Time for the latest and greatest to come out of Freeish Time! Just to refresh your memory, “Freeish Time” is the opportunity for our Cubes to focus on their passion projects outside of their work commitments. They have an entire week to identify a problem, build and create a solution, then present it to the rest of the team during our Friday Happy Half Hour meeting.
This has become an integral part of 3 Sided Cube. The encouragement and time to work purely on whatever their heart desires, all while getting a little reprieve from the hustle and bustle from the normal workload is a welcomed treat. Whether they opt to go the “innovation” or “education” route, that invaluable time to focus purely on whatever it is that intrigues them is pretty rad.
The sky’s the limit when it comes to Freeish Time. We sat down with James, our RIDICULOUSLY talented Designer, to chat about his exciting innovation making accessibility the status quo at 3 Sided Cube…
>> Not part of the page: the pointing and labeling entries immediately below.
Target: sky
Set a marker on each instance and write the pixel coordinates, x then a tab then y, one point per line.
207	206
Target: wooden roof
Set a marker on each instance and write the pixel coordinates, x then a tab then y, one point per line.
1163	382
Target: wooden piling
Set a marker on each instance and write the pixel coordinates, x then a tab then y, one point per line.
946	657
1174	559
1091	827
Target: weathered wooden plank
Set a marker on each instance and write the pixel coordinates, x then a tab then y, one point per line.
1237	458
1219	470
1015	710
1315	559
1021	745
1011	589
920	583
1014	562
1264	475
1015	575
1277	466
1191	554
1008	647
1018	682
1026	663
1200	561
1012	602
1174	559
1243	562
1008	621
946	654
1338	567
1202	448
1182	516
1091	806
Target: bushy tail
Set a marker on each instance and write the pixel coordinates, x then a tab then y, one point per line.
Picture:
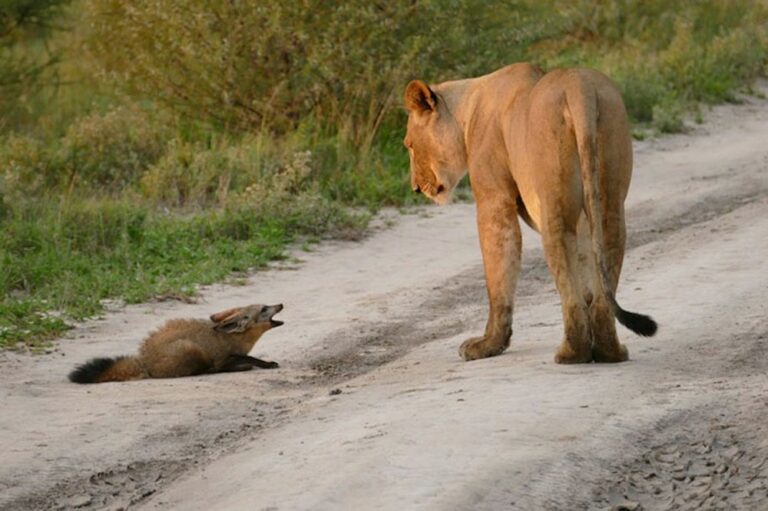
584	112
100	370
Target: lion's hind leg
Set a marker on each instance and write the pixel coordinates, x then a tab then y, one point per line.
606	346
562	253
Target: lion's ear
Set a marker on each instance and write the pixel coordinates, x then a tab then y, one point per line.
419	97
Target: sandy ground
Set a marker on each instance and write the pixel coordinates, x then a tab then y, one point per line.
372	407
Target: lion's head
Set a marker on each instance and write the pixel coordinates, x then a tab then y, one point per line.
435	143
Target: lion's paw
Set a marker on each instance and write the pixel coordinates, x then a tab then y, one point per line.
481	347
615	353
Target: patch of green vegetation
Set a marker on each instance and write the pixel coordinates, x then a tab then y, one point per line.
68	257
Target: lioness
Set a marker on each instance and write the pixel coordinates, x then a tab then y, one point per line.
556	150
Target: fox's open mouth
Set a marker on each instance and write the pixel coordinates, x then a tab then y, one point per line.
274	322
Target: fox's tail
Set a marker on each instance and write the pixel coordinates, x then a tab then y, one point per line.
100	370
585	120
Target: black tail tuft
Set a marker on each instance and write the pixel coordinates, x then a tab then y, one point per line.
91	370
638	323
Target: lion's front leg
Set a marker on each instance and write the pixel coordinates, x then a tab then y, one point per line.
500	242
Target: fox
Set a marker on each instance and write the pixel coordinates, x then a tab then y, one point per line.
188	347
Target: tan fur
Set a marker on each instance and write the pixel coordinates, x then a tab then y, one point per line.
554	149
185	347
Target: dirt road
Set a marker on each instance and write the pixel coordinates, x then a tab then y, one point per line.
372	407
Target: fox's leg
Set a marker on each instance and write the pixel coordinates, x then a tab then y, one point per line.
253	361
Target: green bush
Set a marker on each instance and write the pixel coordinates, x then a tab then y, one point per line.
112	149
104	152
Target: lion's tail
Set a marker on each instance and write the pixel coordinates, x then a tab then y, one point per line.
584	113
100	370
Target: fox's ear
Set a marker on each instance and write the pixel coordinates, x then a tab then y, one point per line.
419	97
220	316
231	321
What inspired your innovation time?
Hexy was born out of necessity, our Mobile Team Lead and I had been working together on a colour issue that had been plaguing us for a while, in a nutshell, different phone and monitor screens display colours differently, the two examples we were up against were P3 and sRGB, so while the colour would pass our contrast checker in P3 for example, it wouldn’t in sRGB, and vice versa, meaning the colours would be inaccessible to some user. We tried an iOS app which is pretty popular on the store but it only showed correct contrast ratios for p3 screenshots so we instead decided to build our own!
This inspired us to utilise our Freeish Time to create a tool that would not only solve this headache, but also ensure all future projects were tailored to every user type. Because we aren’t building tech for good, unless we are ensuring it is accessible to all.
Talk us through what you did
Teamwork is the dreamwork. Our Mobile Team Lead built a very simple SwiftUI app which allows you to import a screenshot, pick two colours from it, and thus compare the contrast ratio between the two colours.
Simples!
With this geniously created this demo app, it would find a colour code on the screen and convert it to it’s sRGB or P3 alternative, but because it was a demo, it lacked a bit of creative flair and any form of a user journey, meaning it would be quite hard to navigate and use in a real world environment…
This is where I came in!
I started with a few sketches of how the user might navigate this app, and then when I had that, I set about making a bit of branding around it. Who was this app for? Why would people use it? What could I do to make it a bit more unique?
This was where Hexy was born.
Hexy is a little companion app where it will act as a little bot (Similar to Dom the pizza bot), and work out the colours for you. Adding in this little extra feature made the app so much more personalised and enjoyable for the users.
I also floated the idea of colour alternatives, but that was a whole can of worms, so we decided to park it, but it was top of my list for future amends if there was ever a V2.
What were the key learnings?
Key learning in terms of getting the correct colour (colour profile) from the screenshots was to make sure to use UIColorPicker, and it also saved a lot of time building a colour picker UI when one already exists and functions flawlessly for this task.
The whole system of learning different colour types, and realising that not every colour contrast app does what you want it to, we need to make apps that everyone can use, and realising small things like this can have a big impact on users!
I’ve never looked into colour contrast apps. Looking at a new market that isn’t really Cube based was different. Being a UI designer, my thought process the entire time was, how could I make it more interesting for users?
Were there any challenges?
I know there was a bit of a sticking point during the build that our Dev had trouble getting the RGB values from Swift’s UIColor type. We needed values in the range 0-255 to perform calculations but UIColor’s getRed can return values outside of this range. Instead we used UIColor’s CGColor’s components!
The standard user journeys were a bit of a learning curve, usually we’ll have a fleshed out user journey from our talented UX designers, but because I was heading up this project, I had to not only map out the users journey, but also create the user interface, #firstworldproblems
It’s not a very popular market at the moment. So it was uncharted territory thinking about how to break into that market and innovate it?
How can you use this within your role at 3 Sided Cube?
The app can be used by us now to reliably test colour contrast ratios in our apps and compare them with standards across all screen colour profiles!It’s a bit self explanatory, but being in the creative team means we care a lot about colours and the way they display on various phone screens, so this is a big step forward in all our processes.
We always strive to find new ways to innovate, but sometimes we just need to take a step back and look at things from a different set of eyes rather than trying to be the authority. Something that is simply there to make accessibility that much easier to include in a build.